Revista Salud y Bienestar

La opinión pública no vale una mierda (y por eso deberíamos engañarte)

Por David Ormeño @Arcanus_tco

Ya no puedo contar los estudios que demuestran que la homeopatía no cura nada, pero la mayor parte de la opinión pública repite como enloquecida "pues a mí me funciona" o lo de que "mal no me va a hacer" (aunque sí lo pueda hacer) y acaba moviento un mercado de 10.000 millones de euros. Incluso las personas con más estudios, según la última encuesta del FECYT, son las que más creen en ello, a pesar de que no hay pruebas científicas (lo cual sugiere, quizás, que tener estudios no te vuelve una persona más crítica).

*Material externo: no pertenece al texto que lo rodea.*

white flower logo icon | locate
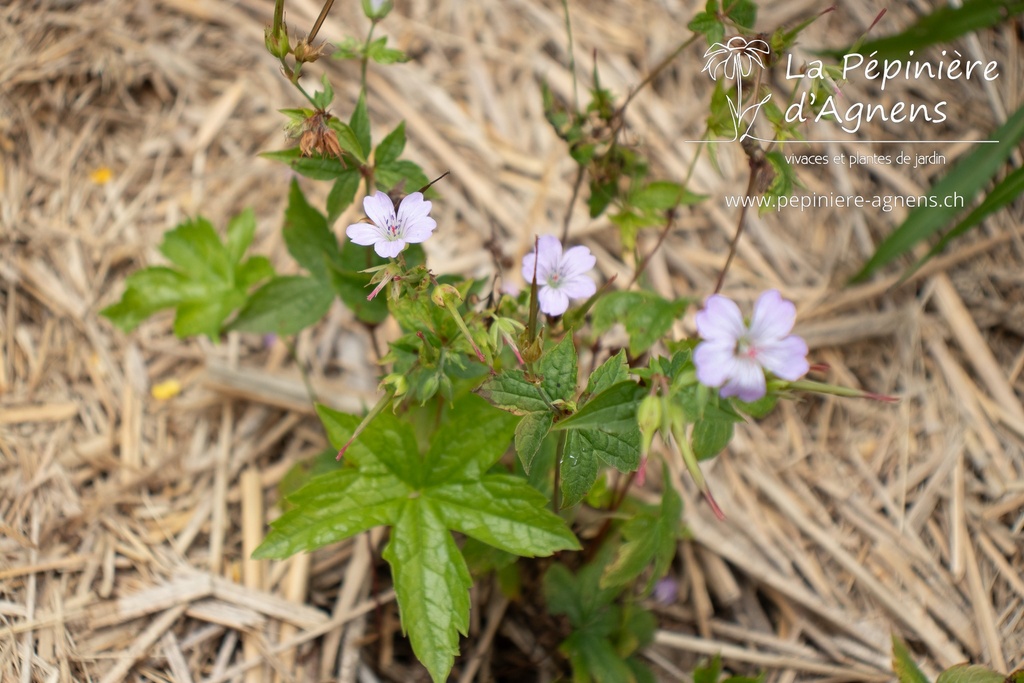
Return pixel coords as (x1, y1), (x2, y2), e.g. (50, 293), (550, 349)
(700, 36), (771, 140)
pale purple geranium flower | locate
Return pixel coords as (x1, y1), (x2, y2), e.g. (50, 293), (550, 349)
(522, 234), (597, 315)
(345, 191), (437, 258)
(693, 290), (809, 401)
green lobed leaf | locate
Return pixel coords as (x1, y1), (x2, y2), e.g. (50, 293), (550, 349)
(480, 370), (551, 415)
(538, 335), (577, 401)
(893, 636), (929, 683)
(160, 218), (234, 287)
(253, 468), (410, 559)
(601, 469), (683, 592)
(227, 207), (256, 265)
(583, 350), (630, 399)
(228, 275), (334, 336)
(327, 117), (370, 164)
(426, 474), (580, 557)
(553, 380), (645, 432)
(853, 100), (1024, 282)
(425, 394), (518, 485)
(560, 428), (640, 508)
(374, 121), (406, 165)
(383, 498), (473, 683)
(515, 411), (554, 474)
(348, 92), (373, 162)
(327, 168), (360, 225)
(259, 147), (349, 180)
(692, 415), (735, 460)
(593, 291), (689, 355)
(282, 180), (341, 286)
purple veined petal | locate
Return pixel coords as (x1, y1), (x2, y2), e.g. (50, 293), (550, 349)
(558, 275), (597, 299)
(751, 290), (797, 346)
(398, 193), (433, 227)
(696, 294), (746, 346)
(720, 358), (767, 402)
(537, 287), (569, 315)
(362, 190), (395, 230)
(345, 223), (384, 247)
(400, 216), (437, 244)
(526, 234), (562, 283)
(757, 335), (810, 382)
(558, 247), (597, 280)
(374, 240), (406, 258)
(693, 342), (738, 387)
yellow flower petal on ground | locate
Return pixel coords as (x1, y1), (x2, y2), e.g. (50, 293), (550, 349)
(89, 166), (114, 185)
(151, 380), (181, 400)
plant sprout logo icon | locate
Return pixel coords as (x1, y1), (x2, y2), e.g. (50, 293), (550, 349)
(701, 36), (771, 140)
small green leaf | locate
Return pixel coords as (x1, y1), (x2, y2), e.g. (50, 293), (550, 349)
(327, 168), (360, 225)
(313, 74), (334, 110)
(228, 275), (334, 336)
(282, 180), (341, 287)
(601, 469), (683, 592)
(227, 207), (256, 264)
(327, 117), (370, 164)
(374, 121), (406, 165)
(893, 636), (929, 683)
(480, 370), (551, 415)
(260, 147), (348, 180)
(367, 38), (409, 65)
(515, 411), (552, 474)
(348, 92), (373, 161)
(538, 335), (577, 401)
(693, 416), (734, 460)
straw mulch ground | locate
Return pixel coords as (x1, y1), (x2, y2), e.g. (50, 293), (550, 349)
(0, 0), (1024, 683)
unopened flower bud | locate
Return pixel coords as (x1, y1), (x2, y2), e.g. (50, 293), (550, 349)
(430, 285), (462, 307)
(263, 22), (292, 59)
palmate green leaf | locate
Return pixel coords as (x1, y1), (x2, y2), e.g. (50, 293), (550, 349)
(893, 636), (929, 683)
(255, 394), (579, 683)
(383, 499), (473, 683)
(480, 370), (551, 415)
(836, 0), (1024, 59)
(430, 474), (580, 557)
(538, 335), (577, 401)
(601, 469), (683, 592)
(935, 664), (1008, 683)
(100, 212), (273, 340)
(227, 275), (334, 336)
(853, 102), (1024, 282)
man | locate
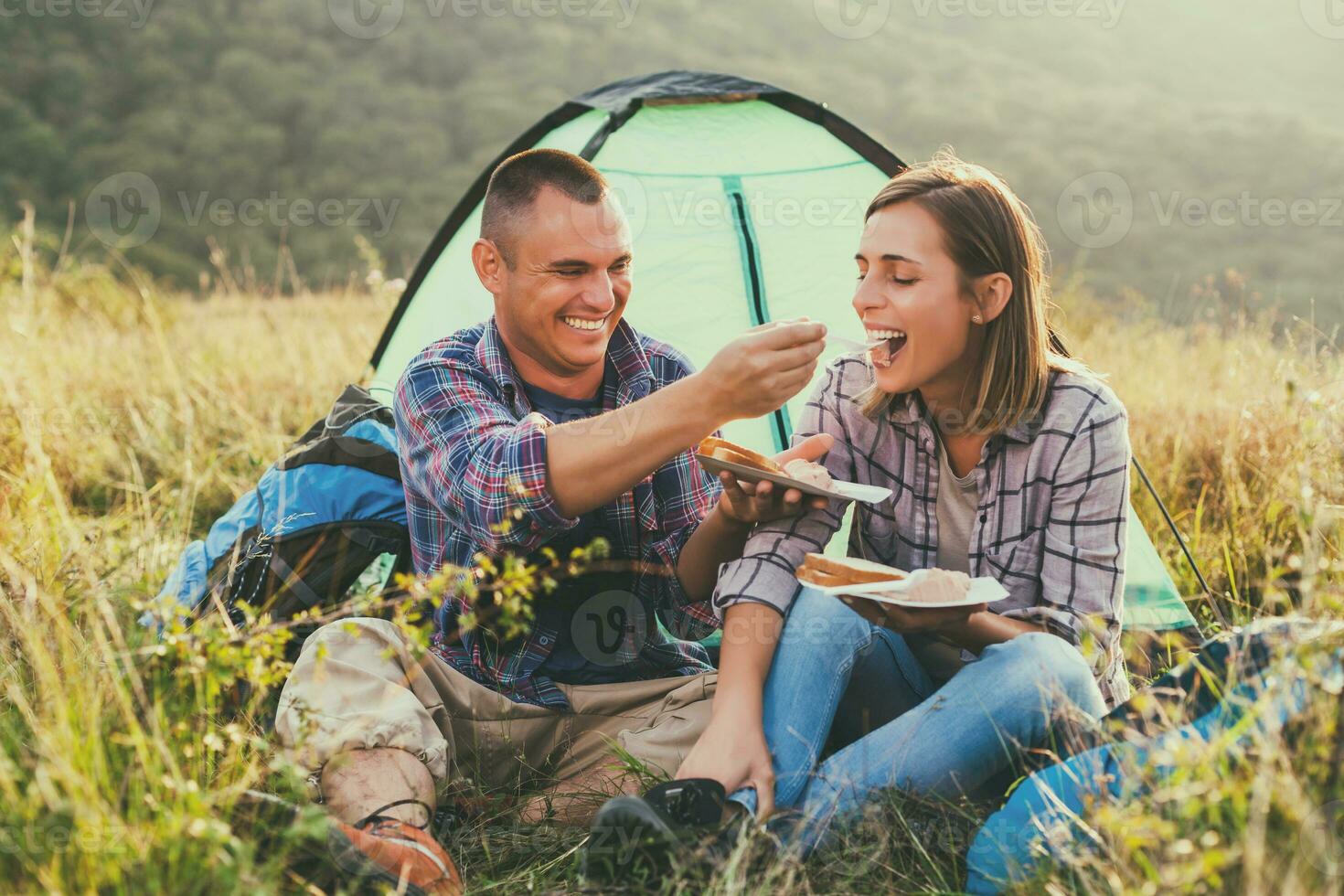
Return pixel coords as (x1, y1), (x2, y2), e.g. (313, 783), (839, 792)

Ya han aparecido varios estudios de conjuntos de estudios que no encuentran ni una sola prueba de que el WiFi sea perjudicial para la salud, pero la opinión pública dice que, por si acaso, lo apaga por la noche porque le produce jaqueca, en el mejor de los casos, o cáncer, en el peor.

Los antivacunas, a pesar de que sostienen un conocimiento que parece recién llegado de la Edad Media más oscura e ignorante, están ganando la batalla, porque incluso están mejor informados que el ciudadano medio sobre el tema (aunque estén equivocados).

A la ciencia, parece evidente, se le antoja irrelevante lo que sostenga la mayor parte de la opinión pública: los hechos son los hechos, y las opiniones valen poco al respecto: analizar los hechos requiere de complejos estudios o ensayos de laboratorio.

Progresivamente, el mundo se está tornando un lugar tan complejo, técnico y lleno de información que la opinión pública empieza a ser un lastre. Es decir, que cada vez resultará más espinoso preguntarle algo a propósito de cualquier asunto a ella, a la opinión pública. Imaginad que sometiéramos a votación popular el grosor que deberían tener los pilares maestros de un rascacielos de treinta plantas de altura. O que se votara, muy democráticamente, el voltaje de determinado aparato eléctrico. Ahora extrapoladlo a casi todo lo que nos rodea, incluida la propia democracia.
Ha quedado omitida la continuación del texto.